Warning, absolutely poly related this time
Sward's inner workings. I thought about this for some time now. While talking about poly and what the future may hold, Sward voiced an interest in a mutual friend/acquaintance. Maybe it was helpful that I have always said that I could imagine him developing feelings like that, but whatever the reasons may be, I still was a bit surprised. It came up on a non serious level back then and I kind of suspected something from his side since who knows when.
She is totally his type. Odd thing is, I am totally not, theoretically ^.^ All of his girlfriends before me were small, blond, really slender, the overall impression: tiny and cute. I was and am the complete opposite. When we met (oh dear, I need a name again … ) Cutie is really just too fitting for her. Fine, when we first met Cutie, Sward and I cuddled her all evening long and carried her from one place to the other. Similar to how you treat little whelps. Everyone should know the special tone the voice is able to produce when seeing those little creatures. We still have that as soon as we meet her and she immediately flings her arms around Sward's or even my neck when we meet to be hugged and carried around for a while. Even if you add her arm's length to her body height, her feet lose ground as soon as we straighten up again. I like her, but she is not my type of woman for sure. Tooo damn cute
Well, be that as it may, Cutie is on Sward's list as it seems. There is no prospect in any possible way right now, but she was the one he thought of when I asked for possible future partners. Her relationship had just gone through a rough patch. During the bachelor party her boyfriend (the groomsman btw, my BiL's best friend) drank too much and didn't wanted to leave with all of us when the evening was finally declared to be over. She was tired and wanted to go home and there was some tension between them before and during all the wedding preparations as well. He said something along the lines that he doesn't care any longer what she does and that he didn't know if there was even some kind of future for them any longer. Seems like he finally spoke some kind of truth he carried in his heart. They fixed the problems as it seems by now.
But all of this got me thinking a bit. The 'what ifs' again. What would be my take on this, if Sward would decide to go after her, given the situation that her relationship really ended or the theoretical possibility that she and her boyfriend may be open to this.

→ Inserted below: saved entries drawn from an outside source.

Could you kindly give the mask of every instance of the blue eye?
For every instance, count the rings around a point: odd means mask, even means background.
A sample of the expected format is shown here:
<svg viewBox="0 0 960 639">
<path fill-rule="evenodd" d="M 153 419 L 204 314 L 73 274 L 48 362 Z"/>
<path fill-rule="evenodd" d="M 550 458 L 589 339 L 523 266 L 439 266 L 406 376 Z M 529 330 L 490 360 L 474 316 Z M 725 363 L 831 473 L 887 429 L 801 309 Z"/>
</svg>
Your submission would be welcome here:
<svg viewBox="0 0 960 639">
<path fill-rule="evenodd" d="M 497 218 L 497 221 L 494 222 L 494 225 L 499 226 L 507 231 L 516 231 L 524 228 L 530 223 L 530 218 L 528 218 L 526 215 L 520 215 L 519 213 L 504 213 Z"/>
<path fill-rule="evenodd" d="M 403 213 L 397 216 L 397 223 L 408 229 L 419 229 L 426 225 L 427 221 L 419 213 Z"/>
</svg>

I doubt that I would want her around on a daily basis. Yes, she is cute and all, a nice person and what not, but she isn't the type I could live with. All guessing obviously, I don't know her that privately, we would have to try that out, but I think that she could have a side to her that would collide with my personal quirks. Nevertheless, I can imagine Sward having some kind of physical relationship with her (even though that is kind of hard to do, as she is sooo small, but the practical things aren't up to me to manage). I would need to get to know her for sure but I am not against this, when thinking about it.
While I pondered about this possibility, I could easily think about someone, I would never be OK with. Marrone. She has been an interest of Sward back in his teenager years. I really like her as a friend. But that's as far as it goes. I couldn't accept her as a love interest because of the way she handles her relationship right now. This speaks of her inner workings and values and it would be unacceptable to welcome someone who thinks that cheating is a proper way to end a relationship (Because all of us are convinced that she is searching for a way out without having the stressful conversation of just saying “It's over between us.” and be the one who ended it and therefore be 'at fault' for whatever she connects with this). I would be totally against him pursuing her.
As soon as it comes to my personal space, live and let live isn't at work any longer. I am such a controlling person, I realized. It will be extremely hard to find someone fitting into our real 'inner circle' so to speak from my point of view. Even Cutie is, right now, not fit to enter it. I will have an eye on things in that regard.